Maiaka : Merci pour ta review ! Pour le coup, comme tu peux le voir Rosemary n'a plus grand chose à craindre de numéro 5. Par contre pour ce qui est de ne pas trop être choquée, c'est déjà mal parti. Au plaisir !

-Molly Randall vient de Batman Adventures Annual (1994). Dans cette bédé Crane avait essayé de filer droit en devenant professeur de littérature en fac, ce qui avait marché un certain temps, il s'était même lié d'amitié avec une surdouée qui jouait du Bach au piano à 9 ans… Et puis un garçon a été violent au premier rendez-vous avec elle, c'est même sous-entendu qu'il l'a violée. Alors Crane a pété un câble et a torturé le mec. Il n'a pas réussi à le tuer à cause de Batman mais rien de dit qu'il n'est pas revenu plus tard pour finir le travail.

-Scarlett est le nom que j'ai donné à la prostituée aux cheveux violets qui travaille pour Crane dans Balent's Catwoman : Return of the Scarecrow de 1998. Pourquoi Scarlett ? Parce que Scarlet Woman ça veut dire prostituée, et à part pour sa profession on ne sait pas grand-chose d'elle (Crane dit qu'il est las de tester son produit sur des prostituées et a besoin de le tester sur une femme de caractère. Me regardez pas comme ça, c'est Balent.) Elle ne parle pas, mais on la voit servir de cochon-dinde à Crane, puis le soigner quelques pages plus loin après que Catwoman lui ai fait sa fête. Elle est la protagoniste de Carnet de Bal, une autre de mes fanfictions sur laquelle je poste tous les premiers du mois (oui chuis en retard, mais j'ai eu mes exams et une semaine de stage obligatoire :/). C'est très con, et chronologiquement ça se passe avant Georgia On My Mind donc si vous voulez voir le développement de sa 'relation' (haha) avec Jonathan, c'est par ici que ça se passe.

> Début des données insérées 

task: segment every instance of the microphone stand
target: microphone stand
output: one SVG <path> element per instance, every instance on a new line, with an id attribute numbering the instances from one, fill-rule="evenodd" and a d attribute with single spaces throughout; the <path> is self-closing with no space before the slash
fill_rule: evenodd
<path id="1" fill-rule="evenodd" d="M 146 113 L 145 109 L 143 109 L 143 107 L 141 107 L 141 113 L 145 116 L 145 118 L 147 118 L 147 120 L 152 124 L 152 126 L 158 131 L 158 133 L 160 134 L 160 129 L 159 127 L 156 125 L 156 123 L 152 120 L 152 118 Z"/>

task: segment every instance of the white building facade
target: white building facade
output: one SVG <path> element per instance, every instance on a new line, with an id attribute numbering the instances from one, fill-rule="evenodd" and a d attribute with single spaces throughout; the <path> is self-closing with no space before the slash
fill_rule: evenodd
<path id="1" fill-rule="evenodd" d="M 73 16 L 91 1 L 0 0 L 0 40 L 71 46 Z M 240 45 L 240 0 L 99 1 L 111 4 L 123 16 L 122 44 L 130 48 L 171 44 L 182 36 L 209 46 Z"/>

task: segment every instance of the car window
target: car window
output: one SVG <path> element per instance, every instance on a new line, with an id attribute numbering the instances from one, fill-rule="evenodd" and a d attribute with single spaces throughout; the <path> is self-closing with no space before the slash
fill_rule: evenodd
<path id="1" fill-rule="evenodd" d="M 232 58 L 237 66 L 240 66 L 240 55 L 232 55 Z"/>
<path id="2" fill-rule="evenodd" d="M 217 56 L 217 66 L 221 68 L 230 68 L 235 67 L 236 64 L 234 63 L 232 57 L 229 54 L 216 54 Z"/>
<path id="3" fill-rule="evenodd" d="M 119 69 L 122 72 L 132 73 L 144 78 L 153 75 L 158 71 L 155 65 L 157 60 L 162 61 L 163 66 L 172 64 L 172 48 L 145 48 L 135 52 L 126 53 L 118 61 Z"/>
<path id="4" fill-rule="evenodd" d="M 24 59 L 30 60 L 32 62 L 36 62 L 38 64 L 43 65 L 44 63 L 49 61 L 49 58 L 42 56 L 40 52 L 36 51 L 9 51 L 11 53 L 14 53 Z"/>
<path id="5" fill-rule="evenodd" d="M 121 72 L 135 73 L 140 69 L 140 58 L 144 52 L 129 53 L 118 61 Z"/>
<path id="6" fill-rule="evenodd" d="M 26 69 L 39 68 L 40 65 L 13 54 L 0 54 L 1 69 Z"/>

- La campagne de Harvey Dent pour devenir procureur, je me doute que vous devez connaître c'est toujours dans son origin story. La campagne de Cobblepott pour devenir Maire est apparue dans la série Gotham, dans le film de Burton et dans la série avec Adam West.

- Le fait que l'aube de Gotham soit violette à cause de la pollution est canon : à la fin d'un comics, je me souviens que Batgirl III / Spoiler regardait ça et vu que c'est de la couleur de son costume elle disait : « Serendipity ». Batgirl I / Oracle a répondu « Pollution. ».

-Hub City c'est la ville de La Question , le héros qui a inspiré Rorschach des Watchmen, et Bludhaven et la ville de Nightwing / Robin I une fois adulte, les deux sont près de Gotham. Le fait que ces villes s'étendent tellement qu'elles vont bientôt se rejoindre est inspiré de Aix-Marseilles.

- Lotham et Arlen sont deux villes citées dans Year One Scarecrow : Rosemary vit à Lotham, Crane a grandi à Arlen et c'est là qu'est l'école de Rosemary.